Simultaneous suppression of multidrug resistance and antiapoptotic cellular defense induces apoptosis in chemoresistant human acute myeloid leukemia cells.

The emergence of acquired drug resistance is a major hurdle in the successful treatment of leukemia. Researches indicated that the main mechanisms of most cancers included so-called "pump" and "nonpump" resistance. We studied the mechanisms involved in the drug resistance of HL-60/ADR and found that its drug resistance was associated with the simultaneous overexpression of XIAP and MRP. We compared the reversal effects of XIAP and MRP ASO used in combination and separately. Reverse transcription-PCR and Western blot were applied to examine the changes of mRNA and protein levels, respectively.
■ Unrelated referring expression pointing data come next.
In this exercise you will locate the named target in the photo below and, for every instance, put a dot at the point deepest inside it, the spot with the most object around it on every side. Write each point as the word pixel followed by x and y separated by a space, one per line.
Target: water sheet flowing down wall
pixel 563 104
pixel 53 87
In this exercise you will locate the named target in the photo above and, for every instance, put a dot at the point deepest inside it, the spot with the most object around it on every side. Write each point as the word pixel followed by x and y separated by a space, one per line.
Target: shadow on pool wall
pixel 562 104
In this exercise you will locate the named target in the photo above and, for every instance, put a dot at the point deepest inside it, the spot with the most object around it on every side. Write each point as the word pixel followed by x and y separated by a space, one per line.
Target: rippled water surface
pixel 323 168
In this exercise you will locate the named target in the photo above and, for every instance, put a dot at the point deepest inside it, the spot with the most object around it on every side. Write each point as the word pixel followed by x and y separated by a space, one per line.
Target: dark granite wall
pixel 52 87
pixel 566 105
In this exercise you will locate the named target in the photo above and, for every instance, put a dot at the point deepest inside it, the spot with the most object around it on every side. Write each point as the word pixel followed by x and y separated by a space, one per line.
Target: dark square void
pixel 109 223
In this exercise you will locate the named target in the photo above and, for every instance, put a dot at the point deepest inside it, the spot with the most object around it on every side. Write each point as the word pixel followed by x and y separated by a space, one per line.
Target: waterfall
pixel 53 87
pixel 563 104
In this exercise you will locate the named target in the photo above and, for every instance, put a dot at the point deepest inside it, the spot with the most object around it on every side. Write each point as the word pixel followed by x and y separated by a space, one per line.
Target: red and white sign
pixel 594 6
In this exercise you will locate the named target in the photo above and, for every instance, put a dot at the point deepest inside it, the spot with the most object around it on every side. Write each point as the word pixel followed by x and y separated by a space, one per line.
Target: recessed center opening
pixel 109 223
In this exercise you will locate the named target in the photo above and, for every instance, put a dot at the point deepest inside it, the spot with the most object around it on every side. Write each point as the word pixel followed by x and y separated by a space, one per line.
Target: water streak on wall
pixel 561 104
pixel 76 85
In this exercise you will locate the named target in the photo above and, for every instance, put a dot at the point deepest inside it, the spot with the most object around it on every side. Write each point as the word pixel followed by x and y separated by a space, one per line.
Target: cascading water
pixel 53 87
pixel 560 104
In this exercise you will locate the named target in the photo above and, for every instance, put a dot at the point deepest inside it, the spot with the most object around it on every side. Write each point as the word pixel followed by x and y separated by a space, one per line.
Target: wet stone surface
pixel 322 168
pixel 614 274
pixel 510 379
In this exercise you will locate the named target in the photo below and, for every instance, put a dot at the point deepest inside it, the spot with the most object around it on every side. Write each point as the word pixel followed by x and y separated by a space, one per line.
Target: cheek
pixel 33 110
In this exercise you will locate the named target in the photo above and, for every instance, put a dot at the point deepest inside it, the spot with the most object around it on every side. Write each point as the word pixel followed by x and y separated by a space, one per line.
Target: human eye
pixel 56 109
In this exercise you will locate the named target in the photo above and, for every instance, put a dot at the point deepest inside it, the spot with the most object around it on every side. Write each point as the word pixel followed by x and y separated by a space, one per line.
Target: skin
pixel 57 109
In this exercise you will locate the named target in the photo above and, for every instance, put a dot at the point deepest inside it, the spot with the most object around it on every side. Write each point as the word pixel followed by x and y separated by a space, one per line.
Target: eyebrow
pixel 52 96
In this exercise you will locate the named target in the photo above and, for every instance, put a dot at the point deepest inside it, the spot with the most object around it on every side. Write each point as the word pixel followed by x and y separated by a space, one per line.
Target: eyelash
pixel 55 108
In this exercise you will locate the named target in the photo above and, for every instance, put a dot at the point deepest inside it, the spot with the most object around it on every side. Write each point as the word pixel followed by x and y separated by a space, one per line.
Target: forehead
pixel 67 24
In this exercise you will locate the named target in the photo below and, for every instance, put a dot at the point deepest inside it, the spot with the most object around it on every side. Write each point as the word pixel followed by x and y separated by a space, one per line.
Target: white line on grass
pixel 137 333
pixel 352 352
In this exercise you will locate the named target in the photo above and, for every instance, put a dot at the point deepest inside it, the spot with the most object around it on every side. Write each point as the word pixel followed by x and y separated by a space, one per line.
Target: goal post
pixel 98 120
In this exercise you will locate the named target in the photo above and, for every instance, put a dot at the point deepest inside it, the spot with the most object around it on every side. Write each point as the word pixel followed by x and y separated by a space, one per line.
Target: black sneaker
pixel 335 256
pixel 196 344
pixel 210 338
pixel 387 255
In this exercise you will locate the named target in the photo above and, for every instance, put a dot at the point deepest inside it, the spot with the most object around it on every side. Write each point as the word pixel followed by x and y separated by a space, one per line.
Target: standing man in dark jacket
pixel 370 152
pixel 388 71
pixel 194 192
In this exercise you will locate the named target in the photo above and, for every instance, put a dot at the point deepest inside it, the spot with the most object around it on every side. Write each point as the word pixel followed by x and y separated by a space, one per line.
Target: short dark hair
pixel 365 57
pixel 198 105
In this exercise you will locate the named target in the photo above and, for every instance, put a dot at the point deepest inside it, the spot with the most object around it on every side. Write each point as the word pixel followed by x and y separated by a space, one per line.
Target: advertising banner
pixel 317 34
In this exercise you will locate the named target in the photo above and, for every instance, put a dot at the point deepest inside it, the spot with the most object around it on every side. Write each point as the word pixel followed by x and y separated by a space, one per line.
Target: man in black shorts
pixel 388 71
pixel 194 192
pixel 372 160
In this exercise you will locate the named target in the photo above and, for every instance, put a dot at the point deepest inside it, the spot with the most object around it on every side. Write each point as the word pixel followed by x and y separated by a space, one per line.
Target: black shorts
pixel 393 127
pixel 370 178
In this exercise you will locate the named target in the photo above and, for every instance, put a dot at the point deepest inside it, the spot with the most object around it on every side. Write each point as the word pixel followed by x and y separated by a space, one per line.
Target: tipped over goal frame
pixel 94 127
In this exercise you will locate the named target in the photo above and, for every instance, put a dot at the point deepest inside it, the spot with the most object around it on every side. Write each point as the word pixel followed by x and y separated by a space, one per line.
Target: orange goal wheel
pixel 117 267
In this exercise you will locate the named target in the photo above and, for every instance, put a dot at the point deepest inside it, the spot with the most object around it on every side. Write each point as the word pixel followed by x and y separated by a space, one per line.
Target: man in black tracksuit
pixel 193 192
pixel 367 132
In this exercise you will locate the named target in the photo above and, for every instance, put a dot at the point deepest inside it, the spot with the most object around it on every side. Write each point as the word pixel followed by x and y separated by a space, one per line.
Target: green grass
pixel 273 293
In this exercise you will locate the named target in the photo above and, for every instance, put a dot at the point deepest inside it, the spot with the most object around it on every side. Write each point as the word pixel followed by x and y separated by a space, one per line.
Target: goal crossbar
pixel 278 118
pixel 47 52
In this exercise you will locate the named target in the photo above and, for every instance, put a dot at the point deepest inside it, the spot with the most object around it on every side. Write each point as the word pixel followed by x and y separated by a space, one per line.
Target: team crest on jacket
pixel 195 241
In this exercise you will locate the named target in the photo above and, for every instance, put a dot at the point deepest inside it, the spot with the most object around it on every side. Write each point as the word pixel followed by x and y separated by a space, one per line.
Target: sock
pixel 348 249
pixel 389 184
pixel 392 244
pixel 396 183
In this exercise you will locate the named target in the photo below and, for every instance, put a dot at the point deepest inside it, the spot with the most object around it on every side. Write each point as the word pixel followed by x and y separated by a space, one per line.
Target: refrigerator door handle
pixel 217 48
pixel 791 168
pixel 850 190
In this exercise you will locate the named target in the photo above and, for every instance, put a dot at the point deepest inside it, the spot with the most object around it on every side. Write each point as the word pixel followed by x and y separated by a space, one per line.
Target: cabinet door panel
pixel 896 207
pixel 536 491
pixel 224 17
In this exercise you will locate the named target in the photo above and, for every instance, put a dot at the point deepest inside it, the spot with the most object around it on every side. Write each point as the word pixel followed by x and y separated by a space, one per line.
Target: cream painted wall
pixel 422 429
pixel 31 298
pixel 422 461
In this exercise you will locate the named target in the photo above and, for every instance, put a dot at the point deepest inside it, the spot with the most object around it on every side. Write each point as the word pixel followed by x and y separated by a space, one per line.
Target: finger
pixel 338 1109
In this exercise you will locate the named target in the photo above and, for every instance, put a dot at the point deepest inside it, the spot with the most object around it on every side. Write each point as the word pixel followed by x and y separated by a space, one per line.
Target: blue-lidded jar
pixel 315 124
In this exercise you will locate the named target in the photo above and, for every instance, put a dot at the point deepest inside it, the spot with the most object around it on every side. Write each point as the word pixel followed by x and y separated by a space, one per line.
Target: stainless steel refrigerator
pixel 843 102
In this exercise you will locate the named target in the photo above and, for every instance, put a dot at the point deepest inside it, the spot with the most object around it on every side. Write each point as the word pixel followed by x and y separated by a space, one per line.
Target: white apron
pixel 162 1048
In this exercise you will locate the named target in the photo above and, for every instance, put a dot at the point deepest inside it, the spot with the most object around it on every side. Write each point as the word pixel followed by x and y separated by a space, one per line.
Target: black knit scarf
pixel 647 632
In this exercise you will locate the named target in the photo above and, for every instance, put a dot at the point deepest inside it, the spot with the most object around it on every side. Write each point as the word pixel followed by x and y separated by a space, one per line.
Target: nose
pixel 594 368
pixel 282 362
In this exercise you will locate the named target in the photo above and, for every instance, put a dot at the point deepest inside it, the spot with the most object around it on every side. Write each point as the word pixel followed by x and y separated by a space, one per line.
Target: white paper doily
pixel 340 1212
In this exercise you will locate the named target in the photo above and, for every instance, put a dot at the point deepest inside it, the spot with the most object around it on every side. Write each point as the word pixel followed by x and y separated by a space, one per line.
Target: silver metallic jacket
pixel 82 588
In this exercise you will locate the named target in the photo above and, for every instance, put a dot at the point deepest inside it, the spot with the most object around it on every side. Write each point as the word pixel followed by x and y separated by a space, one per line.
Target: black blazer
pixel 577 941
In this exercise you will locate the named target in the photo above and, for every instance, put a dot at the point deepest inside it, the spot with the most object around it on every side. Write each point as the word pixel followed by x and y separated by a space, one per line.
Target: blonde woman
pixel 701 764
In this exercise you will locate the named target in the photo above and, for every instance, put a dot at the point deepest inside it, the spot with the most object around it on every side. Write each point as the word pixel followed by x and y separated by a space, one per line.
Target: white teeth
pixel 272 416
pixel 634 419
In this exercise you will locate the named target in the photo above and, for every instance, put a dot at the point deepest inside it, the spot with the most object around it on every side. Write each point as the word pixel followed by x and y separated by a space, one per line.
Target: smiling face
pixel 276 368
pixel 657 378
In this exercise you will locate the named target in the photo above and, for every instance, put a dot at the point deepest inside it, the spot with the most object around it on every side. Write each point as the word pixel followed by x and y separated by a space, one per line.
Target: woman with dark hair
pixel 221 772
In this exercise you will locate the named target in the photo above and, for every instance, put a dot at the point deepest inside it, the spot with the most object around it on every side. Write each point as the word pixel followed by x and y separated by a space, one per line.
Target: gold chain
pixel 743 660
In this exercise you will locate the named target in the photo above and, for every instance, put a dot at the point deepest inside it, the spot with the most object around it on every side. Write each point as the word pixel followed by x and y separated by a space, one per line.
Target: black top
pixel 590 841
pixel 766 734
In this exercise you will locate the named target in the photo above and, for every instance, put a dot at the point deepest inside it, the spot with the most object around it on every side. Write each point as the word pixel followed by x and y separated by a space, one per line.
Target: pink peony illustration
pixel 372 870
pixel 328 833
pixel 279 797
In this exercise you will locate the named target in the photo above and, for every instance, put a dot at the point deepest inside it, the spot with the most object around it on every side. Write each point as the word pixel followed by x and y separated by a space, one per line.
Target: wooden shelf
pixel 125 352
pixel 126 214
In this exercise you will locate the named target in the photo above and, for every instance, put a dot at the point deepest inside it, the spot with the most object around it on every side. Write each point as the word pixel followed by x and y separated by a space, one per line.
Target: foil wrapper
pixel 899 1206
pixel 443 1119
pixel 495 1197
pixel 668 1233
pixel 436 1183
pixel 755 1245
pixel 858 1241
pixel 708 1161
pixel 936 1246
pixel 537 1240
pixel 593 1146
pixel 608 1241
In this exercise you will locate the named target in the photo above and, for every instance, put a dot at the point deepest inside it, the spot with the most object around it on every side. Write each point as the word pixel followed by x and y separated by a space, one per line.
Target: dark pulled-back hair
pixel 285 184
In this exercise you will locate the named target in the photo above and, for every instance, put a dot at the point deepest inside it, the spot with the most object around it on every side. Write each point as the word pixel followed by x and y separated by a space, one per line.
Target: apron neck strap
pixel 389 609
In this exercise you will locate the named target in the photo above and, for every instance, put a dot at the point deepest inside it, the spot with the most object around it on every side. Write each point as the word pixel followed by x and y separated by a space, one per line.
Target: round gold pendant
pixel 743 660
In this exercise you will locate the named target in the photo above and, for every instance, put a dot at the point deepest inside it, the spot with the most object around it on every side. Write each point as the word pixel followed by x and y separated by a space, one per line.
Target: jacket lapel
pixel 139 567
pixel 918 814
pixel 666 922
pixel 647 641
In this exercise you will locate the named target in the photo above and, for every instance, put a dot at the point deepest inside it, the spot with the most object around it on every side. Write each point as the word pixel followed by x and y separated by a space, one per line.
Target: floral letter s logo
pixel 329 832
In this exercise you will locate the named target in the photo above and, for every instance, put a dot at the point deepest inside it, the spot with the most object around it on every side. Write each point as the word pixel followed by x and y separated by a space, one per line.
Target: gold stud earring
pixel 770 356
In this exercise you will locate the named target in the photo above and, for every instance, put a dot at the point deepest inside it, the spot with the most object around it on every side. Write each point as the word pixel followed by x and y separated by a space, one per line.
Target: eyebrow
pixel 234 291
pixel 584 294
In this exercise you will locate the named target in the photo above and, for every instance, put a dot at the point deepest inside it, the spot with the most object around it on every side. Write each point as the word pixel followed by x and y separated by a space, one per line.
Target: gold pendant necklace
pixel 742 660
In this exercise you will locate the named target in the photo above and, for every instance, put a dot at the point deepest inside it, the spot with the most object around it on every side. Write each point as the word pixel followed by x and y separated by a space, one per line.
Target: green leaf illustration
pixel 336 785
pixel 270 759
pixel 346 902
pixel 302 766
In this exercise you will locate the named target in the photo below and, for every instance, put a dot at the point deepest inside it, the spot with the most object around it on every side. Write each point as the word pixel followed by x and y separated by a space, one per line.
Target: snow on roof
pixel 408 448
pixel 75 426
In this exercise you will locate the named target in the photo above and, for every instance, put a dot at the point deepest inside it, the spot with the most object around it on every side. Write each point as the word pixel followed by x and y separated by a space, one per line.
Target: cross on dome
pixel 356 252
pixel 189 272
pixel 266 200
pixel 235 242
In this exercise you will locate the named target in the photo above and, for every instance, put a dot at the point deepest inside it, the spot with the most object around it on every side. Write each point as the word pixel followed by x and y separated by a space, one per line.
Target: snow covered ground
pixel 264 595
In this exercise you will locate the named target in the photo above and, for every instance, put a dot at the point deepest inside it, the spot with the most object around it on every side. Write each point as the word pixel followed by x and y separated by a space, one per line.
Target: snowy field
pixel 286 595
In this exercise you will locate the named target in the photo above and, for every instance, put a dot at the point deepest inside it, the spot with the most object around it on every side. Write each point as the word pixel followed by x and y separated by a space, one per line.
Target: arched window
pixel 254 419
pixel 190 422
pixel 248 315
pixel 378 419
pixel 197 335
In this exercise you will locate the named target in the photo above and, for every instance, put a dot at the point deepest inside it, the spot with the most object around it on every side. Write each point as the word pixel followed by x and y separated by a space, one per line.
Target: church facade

The results showed that XIAP and MRP ASO used separately could down-regulate the expression of XIAP and MRP in HL-60/ADR cells, respectively. XIAP and MRP ASO used in combination did not enhance the inhibition expression of XIAP and MRP of HL-60/ADR cells. The apoptosis of co-transfection group was significantly higher than XIAP ASO (P<0.05). The cytotoxicity was determined by MTT cell viability/proliferation assay. When used in combination the sensitivity of HL-60/ADR cells to DNR was increased significantly compared with XIAP or MRP ASO used separately (P<0.05). The results indicated that both XIAP and MRP were involved in the drug resistance mechanisms of HL-60/ADR cells. The sensitivity to DNR could be enhanced significantly when XIAP and MRP ASO used in combination.